Kinder gerieten aus dem Blick
Die Folgen durch Corona lassen sich gerade für Schulkinder nicht leugnen. Vor allem im Grundschulbereich wurden viele Kinder beeinträchtigt. Das betrifft zum einen ihre Lerngeschichte, in erster Linie den Erwerb der grundsätzlichen Fähigkeiten des Lesens, Schreibens und Rechnens. Aber auch die sozialen und emotionalen Kompetenzen, die im Klassenverband erworben und für ein gutes Miteinander und ein positives Lernklima wesentlich sind. Auch wenn die Schulen sehr viel unternommen haben, um die Kinder zu unterstützen und zu begleiten, ist doch vieles auf der Strecke geblieben. Eltern haben oft viel zu spät von den Schwierigkeiten ihrer Kinder erfahren. "Ich glaube, dass Kinder so ein bisschen aus dem Blick geraten sind. Überall dort, wo nicht so viel Präsenzunterricht stattfinden konnte, wurde die Lernbiografie, die Lerngeschichte der Kinder nicht immer systematisch verfolgt", so Michael Kraus. "Das finde ich sehr traurig und sehr schwierig für die Kinder. Weil das auch etwas ist, was nachgeholt werden muss, was nicht einfach ist."

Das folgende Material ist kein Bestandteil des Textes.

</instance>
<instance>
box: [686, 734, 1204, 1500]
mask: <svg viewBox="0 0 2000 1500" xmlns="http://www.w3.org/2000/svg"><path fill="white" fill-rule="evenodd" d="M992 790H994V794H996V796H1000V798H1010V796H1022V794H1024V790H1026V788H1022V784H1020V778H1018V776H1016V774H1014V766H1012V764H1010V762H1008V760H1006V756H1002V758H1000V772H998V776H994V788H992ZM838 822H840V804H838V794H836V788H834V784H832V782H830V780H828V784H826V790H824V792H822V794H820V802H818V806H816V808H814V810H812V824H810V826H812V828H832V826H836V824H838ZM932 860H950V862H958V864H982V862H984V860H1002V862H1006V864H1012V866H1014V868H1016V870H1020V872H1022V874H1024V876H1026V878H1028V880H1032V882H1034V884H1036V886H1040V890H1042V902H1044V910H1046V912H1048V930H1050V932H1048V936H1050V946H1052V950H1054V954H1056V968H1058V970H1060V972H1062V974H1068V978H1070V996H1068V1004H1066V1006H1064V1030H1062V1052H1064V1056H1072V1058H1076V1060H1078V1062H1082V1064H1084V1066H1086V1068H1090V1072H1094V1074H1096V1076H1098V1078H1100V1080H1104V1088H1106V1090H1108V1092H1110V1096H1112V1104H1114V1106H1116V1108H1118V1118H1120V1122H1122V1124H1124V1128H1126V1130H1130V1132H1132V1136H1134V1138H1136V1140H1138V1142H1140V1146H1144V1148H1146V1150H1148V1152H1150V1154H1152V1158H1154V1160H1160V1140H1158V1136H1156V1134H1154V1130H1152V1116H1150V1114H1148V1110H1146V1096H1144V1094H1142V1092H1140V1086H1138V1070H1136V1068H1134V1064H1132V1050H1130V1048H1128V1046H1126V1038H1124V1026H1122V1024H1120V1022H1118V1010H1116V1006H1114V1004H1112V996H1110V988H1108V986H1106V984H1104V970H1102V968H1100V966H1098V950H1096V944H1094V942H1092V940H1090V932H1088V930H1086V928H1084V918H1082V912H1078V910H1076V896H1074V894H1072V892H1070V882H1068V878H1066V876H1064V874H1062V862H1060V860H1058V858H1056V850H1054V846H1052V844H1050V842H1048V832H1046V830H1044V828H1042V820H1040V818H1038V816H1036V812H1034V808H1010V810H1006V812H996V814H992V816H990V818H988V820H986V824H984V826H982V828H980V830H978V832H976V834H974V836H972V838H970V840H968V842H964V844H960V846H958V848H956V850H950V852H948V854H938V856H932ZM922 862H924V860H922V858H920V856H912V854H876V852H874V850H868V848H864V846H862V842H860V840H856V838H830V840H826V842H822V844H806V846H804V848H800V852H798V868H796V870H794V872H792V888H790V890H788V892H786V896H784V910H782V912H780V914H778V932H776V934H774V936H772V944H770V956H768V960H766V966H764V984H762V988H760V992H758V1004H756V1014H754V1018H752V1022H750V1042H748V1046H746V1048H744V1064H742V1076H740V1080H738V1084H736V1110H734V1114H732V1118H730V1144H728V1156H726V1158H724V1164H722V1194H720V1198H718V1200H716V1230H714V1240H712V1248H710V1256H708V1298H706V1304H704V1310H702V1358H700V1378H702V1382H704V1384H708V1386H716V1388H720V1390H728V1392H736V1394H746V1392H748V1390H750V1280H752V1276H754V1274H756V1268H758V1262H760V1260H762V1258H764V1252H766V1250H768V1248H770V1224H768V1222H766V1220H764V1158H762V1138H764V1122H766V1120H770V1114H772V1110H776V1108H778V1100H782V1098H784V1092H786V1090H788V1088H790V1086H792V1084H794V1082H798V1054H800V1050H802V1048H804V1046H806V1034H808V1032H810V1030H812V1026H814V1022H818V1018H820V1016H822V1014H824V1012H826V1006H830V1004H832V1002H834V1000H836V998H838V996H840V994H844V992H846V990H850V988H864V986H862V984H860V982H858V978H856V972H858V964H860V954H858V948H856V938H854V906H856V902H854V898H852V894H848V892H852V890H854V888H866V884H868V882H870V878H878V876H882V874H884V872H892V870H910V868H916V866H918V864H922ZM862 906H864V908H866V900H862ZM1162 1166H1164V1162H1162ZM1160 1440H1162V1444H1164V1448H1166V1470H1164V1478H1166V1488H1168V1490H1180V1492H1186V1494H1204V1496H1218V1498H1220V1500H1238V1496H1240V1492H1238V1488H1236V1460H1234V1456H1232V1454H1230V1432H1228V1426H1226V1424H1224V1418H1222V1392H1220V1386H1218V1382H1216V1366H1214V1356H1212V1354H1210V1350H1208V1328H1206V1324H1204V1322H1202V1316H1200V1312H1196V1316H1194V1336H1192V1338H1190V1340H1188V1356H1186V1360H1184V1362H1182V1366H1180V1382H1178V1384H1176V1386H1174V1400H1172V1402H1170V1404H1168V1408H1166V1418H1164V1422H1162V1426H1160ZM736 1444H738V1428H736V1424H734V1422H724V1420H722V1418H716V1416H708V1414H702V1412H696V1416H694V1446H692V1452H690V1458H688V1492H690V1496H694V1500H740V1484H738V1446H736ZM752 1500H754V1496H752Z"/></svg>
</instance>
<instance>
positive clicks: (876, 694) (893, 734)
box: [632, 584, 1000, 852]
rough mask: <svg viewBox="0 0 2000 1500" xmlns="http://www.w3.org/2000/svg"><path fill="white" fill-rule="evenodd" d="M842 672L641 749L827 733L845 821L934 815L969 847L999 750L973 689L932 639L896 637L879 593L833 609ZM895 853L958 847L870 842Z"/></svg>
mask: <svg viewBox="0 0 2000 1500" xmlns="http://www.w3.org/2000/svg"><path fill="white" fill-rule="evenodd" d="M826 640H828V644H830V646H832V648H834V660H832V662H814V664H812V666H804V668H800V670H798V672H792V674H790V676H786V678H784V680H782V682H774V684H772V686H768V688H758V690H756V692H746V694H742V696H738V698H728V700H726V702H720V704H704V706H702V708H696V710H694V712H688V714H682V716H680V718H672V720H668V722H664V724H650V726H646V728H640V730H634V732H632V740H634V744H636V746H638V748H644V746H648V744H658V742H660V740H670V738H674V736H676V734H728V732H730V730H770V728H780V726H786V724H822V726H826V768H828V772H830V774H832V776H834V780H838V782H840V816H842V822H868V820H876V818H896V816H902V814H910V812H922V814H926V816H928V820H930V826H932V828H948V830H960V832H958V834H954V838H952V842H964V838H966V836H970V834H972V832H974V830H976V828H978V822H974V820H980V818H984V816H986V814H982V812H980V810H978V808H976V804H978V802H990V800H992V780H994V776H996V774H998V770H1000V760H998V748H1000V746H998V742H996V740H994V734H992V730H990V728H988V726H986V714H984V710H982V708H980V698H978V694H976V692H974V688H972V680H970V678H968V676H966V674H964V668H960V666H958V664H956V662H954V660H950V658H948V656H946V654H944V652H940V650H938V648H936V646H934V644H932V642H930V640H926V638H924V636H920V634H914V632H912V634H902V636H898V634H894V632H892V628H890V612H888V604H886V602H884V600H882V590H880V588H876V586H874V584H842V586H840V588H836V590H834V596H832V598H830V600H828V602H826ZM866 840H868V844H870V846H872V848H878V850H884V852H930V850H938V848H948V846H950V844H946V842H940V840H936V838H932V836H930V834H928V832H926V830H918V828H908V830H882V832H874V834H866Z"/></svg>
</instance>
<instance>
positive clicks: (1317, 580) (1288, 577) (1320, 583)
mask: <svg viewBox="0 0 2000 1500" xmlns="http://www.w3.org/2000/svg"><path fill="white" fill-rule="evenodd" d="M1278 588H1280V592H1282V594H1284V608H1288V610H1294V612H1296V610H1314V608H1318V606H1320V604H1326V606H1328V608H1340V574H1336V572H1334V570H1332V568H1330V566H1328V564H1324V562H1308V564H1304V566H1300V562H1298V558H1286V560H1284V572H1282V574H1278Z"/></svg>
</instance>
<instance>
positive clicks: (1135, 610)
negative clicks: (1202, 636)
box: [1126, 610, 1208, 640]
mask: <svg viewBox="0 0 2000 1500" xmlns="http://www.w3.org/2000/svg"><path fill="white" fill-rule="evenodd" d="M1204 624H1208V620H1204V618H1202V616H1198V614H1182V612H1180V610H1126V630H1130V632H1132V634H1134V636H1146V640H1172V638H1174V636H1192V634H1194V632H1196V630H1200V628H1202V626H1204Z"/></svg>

Jugendliche wurden ein Stück ihrer Biografie beraubt
Eine zweite große Gruppe, die durch die Corona-Pandemie besonders gelitten hat, sind die Jugendlichen. Durch Kontaktbeschränkungen und Homeschooling waren sie in den Aktivitäten, die Jugendliche in dieser Lebensphase besonders leben und leben müssen, massiv
eingeschränkt. Der Kontakt zur Peergroup als zentrale Ressourcen in der Phase der Adoleszenz war massiv eingeschränkt. Das hat Auswirkungen auf die Persönlichkeitsentwicklung und Ablösung vom Elternhaus. Den Jugendlichen wurde viel genommen. "Man kann schon
feststellen, dass dies in den Beratungen mit den Themen ‚Einsamkeit’ oder ‚depressive Verstimmungen’ seinen Ausdruck findet", so Kraus. Auch abgesehen von den Fällen, die deutliche Symptome zeigen, war es generell für Jugendliche eine extrem schwierige Zeit, in der sie um ein Stück ihrer Biografie beraubt wurden. Das klare Fazit des Einrichtungsleiters aus den besonderen Herausforderungen der beiden Jahre: "Man muss überlegen, was Familien an Anlaufstellen, an Unterstützung, an Angeboten brauchen, die sie einfach und unkompliziert in Anspruch nehmen können, damit sie ihr Familienleben gut hinbekommen können. Das ist für mich ein zentrales Thema, das man gerade jetzt nicht aus dem Blick verlieren darf."